AWS or GCP CVO rebooted due to multiple disks missing
Applies to
- Cloud Volumes ONTAP (CVO)
- Amazon Web Services (AWS)
- Google Cloud Provider (GCP)
Issue
- An AWS / GCP CVO node rebooted with an AutoSupport from the surviving HA partner
HA Group Notification (MULTIPLE DISKS MISSING) ERROR
. - From the surviving node's EMS logs, it can be seen that it has lost access to its mirrored Pool1 disks, which are attached to the failed node:
Mon Jun 03 16:23:02 +0000 [CVO-01: monitor: monitor.globalStatus.critical:EMERGENCY]: This node has taken over CVO-02. One or more mirrored aggregates are degraded.
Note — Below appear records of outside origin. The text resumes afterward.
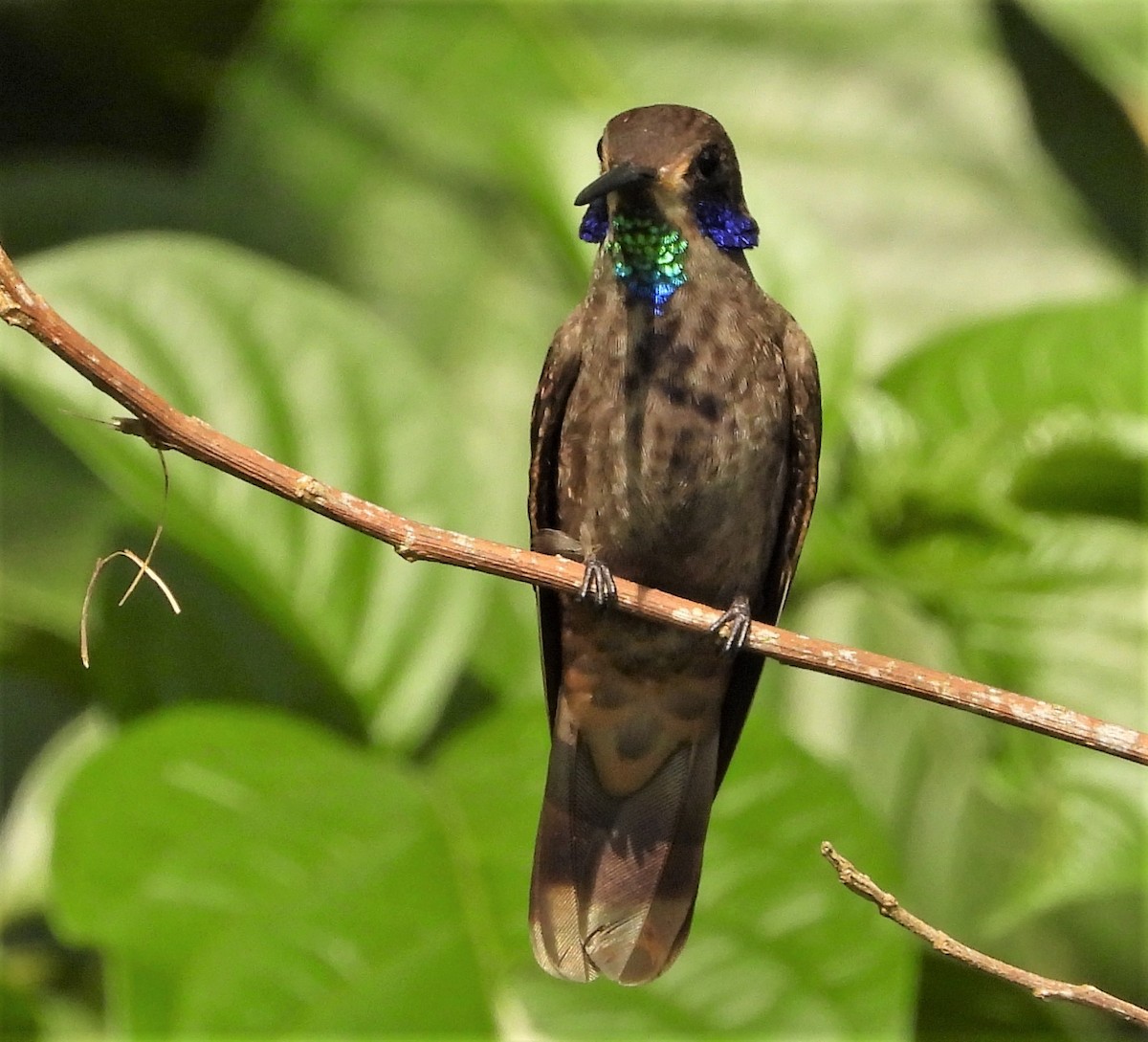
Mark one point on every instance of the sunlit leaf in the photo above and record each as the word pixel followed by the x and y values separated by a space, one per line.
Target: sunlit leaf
pixel 264 876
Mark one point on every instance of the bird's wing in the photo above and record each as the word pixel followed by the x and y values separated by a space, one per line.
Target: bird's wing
pixel 801 477
pixel 558 375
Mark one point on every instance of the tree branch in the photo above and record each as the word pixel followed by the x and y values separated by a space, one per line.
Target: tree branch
pixel 1043 987
pixel 166 427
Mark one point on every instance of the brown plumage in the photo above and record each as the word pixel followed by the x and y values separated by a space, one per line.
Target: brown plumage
pixel 674 442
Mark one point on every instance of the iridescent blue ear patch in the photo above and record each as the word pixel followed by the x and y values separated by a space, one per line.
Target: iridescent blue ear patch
pixel 729 229
pixel 595 222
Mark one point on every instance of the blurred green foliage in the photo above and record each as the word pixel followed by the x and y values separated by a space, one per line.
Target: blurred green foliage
pixel 342 233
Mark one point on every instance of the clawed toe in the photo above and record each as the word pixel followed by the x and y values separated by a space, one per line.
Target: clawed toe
pixel 733 627
pixel 597 585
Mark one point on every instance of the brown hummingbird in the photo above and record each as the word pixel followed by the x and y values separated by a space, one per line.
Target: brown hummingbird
pixel 674 438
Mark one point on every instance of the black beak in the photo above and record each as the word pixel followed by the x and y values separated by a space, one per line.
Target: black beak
pixel 617 177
Mon Jun 03 16:22:35 +0000 [CVO-01: dmgr_thread: raid.disk.missing:info]: Disk /aggr1/plex1/rg0/0d.10 S/N [00000000V9NeubcHXfRG] UID [00000000V9NeubcHXfRG] is missing from the system
Mon Jun 03 16:22:35 +0000 [CVO-01: config_thread: raid.config.filesystem.disk.missing:info]: File system Disk /aggr1/plex1/rg0/0d.10 S/N [00000000V9NeubcHXfRG] UID [00000000V9NeubcHXfRG] is missing.
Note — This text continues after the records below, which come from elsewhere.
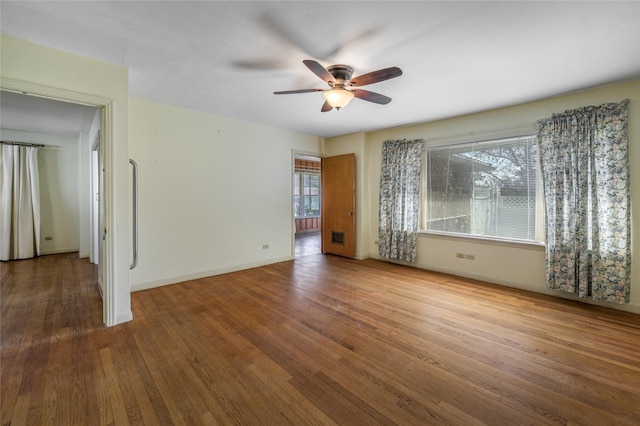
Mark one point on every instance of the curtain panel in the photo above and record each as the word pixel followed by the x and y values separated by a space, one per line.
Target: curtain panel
pixel 400 199
pixel 585 169
pixel 19 203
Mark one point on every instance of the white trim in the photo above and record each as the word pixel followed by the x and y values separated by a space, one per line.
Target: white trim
pixel 204 274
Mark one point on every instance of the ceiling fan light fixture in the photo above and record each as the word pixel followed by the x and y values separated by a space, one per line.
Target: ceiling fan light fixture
pixel 338 97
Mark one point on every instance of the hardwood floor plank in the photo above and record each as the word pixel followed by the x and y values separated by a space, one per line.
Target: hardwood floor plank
pixel 320 340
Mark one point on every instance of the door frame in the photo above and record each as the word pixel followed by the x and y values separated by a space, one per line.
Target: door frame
pixel 297 153
pixel 105 105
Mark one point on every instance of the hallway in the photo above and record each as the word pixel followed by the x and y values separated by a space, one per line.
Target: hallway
pixel 307 244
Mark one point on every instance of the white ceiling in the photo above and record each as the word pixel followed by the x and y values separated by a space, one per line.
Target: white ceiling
pixel 227 58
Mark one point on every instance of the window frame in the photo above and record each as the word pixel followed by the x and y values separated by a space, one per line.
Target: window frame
pixel 300 174
pixel 539 196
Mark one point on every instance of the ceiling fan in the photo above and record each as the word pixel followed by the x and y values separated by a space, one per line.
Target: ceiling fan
pixel 343 88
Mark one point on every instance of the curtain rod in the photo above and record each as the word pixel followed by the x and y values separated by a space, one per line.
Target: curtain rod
pixel 39 145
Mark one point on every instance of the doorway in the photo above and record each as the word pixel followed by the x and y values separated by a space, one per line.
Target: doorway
pixel 69 132
pixel 307 193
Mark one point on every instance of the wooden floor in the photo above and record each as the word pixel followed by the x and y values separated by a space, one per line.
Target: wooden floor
pixel 320 340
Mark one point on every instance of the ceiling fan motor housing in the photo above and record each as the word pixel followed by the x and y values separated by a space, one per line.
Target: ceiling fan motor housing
pixel 342 73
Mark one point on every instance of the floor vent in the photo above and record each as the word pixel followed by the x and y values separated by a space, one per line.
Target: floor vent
pixel 337 237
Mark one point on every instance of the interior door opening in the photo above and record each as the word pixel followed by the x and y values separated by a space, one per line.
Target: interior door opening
pixel 307 201
pixel 55 123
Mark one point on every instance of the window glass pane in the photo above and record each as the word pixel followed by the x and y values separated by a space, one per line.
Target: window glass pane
pixel 296 206
pixel 307 184
pixel 296 184
pixel 485 188
pixel 315 185
pixel 314 205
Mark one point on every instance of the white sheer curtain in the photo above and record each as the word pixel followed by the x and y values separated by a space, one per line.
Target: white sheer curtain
pixel 19 202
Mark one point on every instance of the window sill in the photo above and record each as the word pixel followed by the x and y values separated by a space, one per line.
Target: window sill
pixel 521 244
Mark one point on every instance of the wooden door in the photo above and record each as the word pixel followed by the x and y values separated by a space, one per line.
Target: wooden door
pixel 338 205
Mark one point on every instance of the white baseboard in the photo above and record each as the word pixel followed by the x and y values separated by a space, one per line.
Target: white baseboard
pixel 627 307
pixel 204 274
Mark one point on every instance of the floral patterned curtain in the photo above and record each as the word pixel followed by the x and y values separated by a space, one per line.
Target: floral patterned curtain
pixel 400 199
pixel 585 169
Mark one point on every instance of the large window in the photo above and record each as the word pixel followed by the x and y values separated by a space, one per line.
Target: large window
pixel 491 189
pixel 306 194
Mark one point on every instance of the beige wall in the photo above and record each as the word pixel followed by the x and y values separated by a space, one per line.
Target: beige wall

Note: The above errors are seen for all disks owned by affected node CVO-02.
- Storage failover show output reports the
Previous giveback failed in module: raid
as seen below:
::> storage failover show
Takeover
Node Partner Possible State Description
-------------- -------------- -------- -------------------------------------
CVO-01 CVO-02 false Previous giveback failed in module:
raid
CVO-02 CVO-01 - Waiting for giveback
- EMS logs (below errors may repeat until raid resync completes):
Sat Jul 19 04:15:20 +0000 [CVO-01: cf_main: gb.cfo.abort.raid.fm:error]: Aggregate local:aggr8 is being resynced; canceling giveback.
Sat Jul 19 04:15:20 +0000 [CVO-01: cf_main: cf.rsrc.givebackVeto:alert]: Failover monitor: raid: giveback canceled due to active state.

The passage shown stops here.